On Sun, 28 Mar 2010 20:12:33 -0400, Joseph Gwinn
wrote:

On my old (built in 1965) Millrite MVI vertical mill, one annoyance is the
difficulty setting the table to a specified X (side-to-side) location.
One would overshoot, in both directions. My first theory was that this was
....

[big snip]


The usual procedure is to make all final adjustments from one
direction which negates any looseness in fit between the lead screw
and the nut. Most old guys do it without thinking - back it off a half
turn too far and go back 'till you get where you want to be for the
next cut.


Yep. Though I'm still trying to achieve true old-guy machinist status. I
had come to the go-one-way solution, but cutting in one direction but not the
other (even with the X-axis clamped) still caught my attention.

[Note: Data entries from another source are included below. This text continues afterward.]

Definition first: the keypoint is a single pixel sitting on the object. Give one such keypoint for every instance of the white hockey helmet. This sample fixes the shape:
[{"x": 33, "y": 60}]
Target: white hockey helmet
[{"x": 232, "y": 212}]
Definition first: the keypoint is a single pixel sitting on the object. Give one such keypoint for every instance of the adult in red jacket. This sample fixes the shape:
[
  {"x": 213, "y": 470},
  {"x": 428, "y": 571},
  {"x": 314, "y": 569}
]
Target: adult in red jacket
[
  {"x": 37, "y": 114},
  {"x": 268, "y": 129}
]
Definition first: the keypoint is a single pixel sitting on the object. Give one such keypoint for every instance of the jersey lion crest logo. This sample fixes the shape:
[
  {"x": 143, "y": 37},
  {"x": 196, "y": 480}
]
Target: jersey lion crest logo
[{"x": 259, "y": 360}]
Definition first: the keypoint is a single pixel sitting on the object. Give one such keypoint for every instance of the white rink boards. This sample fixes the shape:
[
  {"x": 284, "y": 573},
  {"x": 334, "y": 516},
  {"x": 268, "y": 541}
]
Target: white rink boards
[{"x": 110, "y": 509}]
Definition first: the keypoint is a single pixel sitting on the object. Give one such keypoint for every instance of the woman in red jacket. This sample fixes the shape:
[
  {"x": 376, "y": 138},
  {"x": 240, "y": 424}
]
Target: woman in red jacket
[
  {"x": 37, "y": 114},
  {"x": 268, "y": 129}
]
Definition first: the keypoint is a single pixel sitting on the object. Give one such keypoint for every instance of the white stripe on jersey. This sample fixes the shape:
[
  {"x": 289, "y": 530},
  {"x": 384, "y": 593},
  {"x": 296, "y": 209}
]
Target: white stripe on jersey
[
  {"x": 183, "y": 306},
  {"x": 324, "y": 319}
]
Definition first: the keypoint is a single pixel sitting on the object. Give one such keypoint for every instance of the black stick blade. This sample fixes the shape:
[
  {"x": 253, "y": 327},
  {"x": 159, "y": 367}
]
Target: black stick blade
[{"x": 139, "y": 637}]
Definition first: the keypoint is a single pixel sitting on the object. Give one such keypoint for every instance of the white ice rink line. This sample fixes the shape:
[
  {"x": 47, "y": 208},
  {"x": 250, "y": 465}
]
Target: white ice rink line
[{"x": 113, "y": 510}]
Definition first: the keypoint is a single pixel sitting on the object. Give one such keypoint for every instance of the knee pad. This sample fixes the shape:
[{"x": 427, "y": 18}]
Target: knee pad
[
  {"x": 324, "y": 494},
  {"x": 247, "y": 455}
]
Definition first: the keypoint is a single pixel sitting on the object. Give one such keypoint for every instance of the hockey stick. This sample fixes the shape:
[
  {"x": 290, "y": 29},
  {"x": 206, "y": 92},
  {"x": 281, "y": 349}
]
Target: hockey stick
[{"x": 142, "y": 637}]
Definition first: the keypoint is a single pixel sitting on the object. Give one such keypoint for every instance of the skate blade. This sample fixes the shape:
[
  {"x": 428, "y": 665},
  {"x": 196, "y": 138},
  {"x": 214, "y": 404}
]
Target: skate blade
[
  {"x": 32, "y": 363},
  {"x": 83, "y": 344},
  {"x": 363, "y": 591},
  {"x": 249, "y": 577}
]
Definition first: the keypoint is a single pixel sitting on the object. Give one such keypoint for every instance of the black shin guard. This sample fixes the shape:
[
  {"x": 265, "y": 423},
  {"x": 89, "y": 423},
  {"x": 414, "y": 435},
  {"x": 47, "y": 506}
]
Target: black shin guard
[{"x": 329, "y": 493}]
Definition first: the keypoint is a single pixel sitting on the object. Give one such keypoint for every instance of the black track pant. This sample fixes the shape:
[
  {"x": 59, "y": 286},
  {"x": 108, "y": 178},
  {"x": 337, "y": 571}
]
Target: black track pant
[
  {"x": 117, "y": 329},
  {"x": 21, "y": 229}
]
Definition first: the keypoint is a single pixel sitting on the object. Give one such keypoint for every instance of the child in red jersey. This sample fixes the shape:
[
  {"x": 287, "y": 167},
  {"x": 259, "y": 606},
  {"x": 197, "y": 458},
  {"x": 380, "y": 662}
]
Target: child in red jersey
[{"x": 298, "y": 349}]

I apparently didn't read about cutting in one direction but if that
happens there must be some play somewhere. Climb milling will
certainly pull the work into the cutter but that is usually obvious
when it happens and of course, if there is play somewhere, the
opposite cutter rotation will push the work out of the way.


Yes, there was play. Two things were wrong.

First, the saddle-knee gib needed to be tightened. This solved the
cut-in-one-direction problem. As it happened, it was climb that didn't make
contact, but climb-versus-conventional was not the issue - the problem was due
to the table cocking one way then the other way. Self-feeding was not the
problem, for lack of contact.

Then, the thrust bearings at the left end of the table were cleaned, greased,
installed, and preloaded. This greatly reduced the difficulty in setting the
table to a specified X-location on the DRO.

Next will be to tighten the table-saddle gib, but this is a big deal (as removal
of the table-saddle assembly is required) and so it may be a while.